Zero Line supports Ukrainian programs that are saving lives directly, are teaching others to do so through better technology and communication, and are “scalable programs with multiplier effects,” says Miller. 

A key aid recipient of Zero Line builds front-line digital maps now used by tens of thousands of people to increase survival rate and operating effectiveness when evacuating wounded, moving supplies under fire, and avoiding Russian attacks.

By providing key equipment to Ukrainian front lines through Zero Line, he hopes not only to apply the knowledge he gained at Georgetown, but also to show volunteers the impact of their donations.

“We hope when volunteers see Ukraine’s defense firsthand and Zero Line’s operations firsthand, they will be inspired. We’ve seen it happen,” he says.

In convoy event cycles, Zero Line brings volunteers and donors to Ukraine to visit the Ukrainian programs the organization supports and drive guarded shipments of aid to back-line areas of Ukraine. Zero Line and their Ukrainian partners then take the aid to the front lines.

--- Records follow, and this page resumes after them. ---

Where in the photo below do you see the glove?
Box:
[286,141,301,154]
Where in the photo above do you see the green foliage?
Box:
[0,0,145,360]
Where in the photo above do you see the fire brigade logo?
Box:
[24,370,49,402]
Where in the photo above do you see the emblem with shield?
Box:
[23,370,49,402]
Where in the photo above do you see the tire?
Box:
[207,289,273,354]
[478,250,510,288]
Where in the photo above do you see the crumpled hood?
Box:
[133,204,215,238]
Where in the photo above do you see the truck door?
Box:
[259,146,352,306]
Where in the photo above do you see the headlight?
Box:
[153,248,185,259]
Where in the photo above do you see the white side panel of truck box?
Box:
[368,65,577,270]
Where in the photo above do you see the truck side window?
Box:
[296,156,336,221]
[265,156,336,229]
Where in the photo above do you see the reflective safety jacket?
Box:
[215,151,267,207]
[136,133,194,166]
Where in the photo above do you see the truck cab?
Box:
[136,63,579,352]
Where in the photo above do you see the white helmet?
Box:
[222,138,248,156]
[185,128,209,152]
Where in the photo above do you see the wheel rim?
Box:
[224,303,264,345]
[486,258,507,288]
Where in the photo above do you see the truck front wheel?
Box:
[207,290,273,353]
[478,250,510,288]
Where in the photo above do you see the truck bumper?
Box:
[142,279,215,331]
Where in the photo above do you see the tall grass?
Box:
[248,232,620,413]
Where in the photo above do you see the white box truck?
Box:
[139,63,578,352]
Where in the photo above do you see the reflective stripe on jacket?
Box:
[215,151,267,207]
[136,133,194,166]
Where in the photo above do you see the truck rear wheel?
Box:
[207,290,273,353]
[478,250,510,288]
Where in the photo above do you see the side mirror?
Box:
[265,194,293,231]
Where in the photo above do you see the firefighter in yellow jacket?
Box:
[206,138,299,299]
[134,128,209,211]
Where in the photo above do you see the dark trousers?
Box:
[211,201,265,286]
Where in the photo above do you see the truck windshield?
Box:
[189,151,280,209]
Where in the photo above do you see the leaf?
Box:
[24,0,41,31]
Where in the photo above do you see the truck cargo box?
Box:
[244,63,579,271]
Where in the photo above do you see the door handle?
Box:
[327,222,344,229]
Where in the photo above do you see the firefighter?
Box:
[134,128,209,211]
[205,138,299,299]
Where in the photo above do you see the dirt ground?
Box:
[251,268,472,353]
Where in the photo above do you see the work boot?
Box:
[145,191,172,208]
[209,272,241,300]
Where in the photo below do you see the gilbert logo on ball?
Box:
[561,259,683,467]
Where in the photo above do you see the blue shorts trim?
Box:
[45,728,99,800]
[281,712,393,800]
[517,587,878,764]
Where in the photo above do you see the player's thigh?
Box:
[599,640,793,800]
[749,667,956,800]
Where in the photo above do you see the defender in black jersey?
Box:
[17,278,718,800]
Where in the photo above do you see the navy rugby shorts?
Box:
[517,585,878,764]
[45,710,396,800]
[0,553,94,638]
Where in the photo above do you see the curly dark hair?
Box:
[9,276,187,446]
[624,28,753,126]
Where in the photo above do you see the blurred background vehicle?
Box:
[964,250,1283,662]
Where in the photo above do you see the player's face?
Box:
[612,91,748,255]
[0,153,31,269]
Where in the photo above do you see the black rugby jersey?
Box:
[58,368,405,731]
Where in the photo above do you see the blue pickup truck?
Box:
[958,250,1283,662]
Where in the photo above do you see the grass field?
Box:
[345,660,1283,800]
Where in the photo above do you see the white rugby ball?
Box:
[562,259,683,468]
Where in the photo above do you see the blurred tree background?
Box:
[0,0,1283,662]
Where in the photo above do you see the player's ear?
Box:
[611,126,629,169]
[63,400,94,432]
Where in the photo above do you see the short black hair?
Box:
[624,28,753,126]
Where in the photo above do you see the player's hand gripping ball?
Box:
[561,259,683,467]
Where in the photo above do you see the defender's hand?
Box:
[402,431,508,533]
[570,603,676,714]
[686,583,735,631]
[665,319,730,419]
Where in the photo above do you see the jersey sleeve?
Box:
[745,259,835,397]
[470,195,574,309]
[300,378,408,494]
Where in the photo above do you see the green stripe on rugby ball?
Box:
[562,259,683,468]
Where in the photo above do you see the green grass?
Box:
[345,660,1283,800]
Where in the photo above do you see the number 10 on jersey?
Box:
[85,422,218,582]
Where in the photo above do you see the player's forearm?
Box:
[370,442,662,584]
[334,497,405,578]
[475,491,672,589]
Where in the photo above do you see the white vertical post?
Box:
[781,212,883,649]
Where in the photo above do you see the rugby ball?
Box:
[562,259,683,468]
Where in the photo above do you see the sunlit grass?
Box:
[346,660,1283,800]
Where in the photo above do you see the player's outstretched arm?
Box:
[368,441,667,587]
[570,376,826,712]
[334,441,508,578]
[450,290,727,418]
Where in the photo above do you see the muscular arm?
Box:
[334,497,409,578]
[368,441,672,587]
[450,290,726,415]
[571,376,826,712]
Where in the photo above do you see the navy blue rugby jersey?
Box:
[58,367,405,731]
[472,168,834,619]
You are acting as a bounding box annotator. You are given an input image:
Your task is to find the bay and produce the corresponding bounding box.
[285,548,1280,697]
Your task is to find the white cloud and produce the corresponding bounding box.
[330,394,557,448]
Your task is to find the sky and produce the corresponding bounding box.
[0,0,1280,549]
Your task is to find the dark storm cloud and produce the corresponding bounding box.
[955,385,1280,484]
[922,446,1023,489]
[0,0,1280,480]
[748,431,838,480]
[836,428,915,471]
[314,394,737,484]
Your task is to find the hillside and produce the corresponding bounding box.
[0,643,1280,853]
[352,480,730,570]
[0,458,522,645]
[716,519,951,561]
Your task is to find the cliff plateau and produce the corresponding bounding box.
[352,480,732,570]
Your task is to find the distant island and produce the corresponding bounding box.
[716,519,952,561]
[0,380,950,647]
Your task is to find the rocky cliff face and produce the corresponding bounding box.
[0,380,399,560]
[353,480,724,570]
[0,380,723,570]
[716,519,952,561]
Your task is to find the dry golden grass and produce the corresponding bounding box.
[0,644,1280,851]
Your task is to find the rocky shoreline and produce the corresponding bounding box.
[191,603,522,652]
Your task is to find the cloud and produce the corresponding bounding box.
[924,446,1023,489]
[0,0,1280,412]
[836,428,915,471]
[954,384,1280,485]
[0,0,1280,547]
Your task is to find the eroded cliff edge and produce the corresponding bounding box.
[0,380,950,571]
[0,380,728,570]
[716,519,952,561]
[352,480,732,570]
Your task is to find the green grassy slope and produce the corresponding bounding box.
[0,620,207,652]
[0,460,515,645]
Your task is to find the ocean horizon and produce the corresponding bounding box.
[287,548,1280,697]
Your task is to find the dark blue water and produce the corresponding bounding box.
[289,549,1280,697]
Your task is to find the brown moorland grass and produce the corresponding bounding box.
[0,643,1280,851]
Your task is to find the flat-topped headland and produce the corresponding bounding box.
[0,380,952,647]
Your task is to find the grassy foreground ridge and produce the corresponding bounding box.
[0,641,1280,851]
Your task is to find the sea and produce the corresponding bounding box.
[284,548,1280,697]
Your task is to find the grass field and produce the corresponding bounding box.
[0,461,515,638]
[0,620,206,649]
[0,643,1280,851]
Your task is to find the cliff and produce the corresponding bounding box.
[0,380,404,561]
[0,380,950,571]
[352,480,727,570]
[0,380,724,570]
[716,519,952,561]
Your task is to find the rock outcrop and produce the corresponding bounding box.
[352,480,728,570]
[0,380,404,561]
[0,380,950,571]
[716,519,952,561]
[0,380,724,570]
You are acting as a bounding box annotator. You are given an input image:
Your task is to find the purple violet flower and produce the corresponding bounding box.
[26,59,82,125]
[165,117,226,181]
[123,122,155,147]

“When we give space so the volunteers and the Ukrainians can talk, beautiful things happen. I’ve watched it a hundred times,” Miller says.

After working with Zero Line convoys, volunteers have been inspired not only to make high-impact donations but also to create a documentary chronicling the bravery of Ukrainian teenagers who spied, shared information, and helped people escape occupied areas.

“Although over 90% of the potential donors that Zero Line talks to will never visit Ukraine, they are a pillar of how we save lives,” Miller says. “Nothing happens without their support, without their donations.”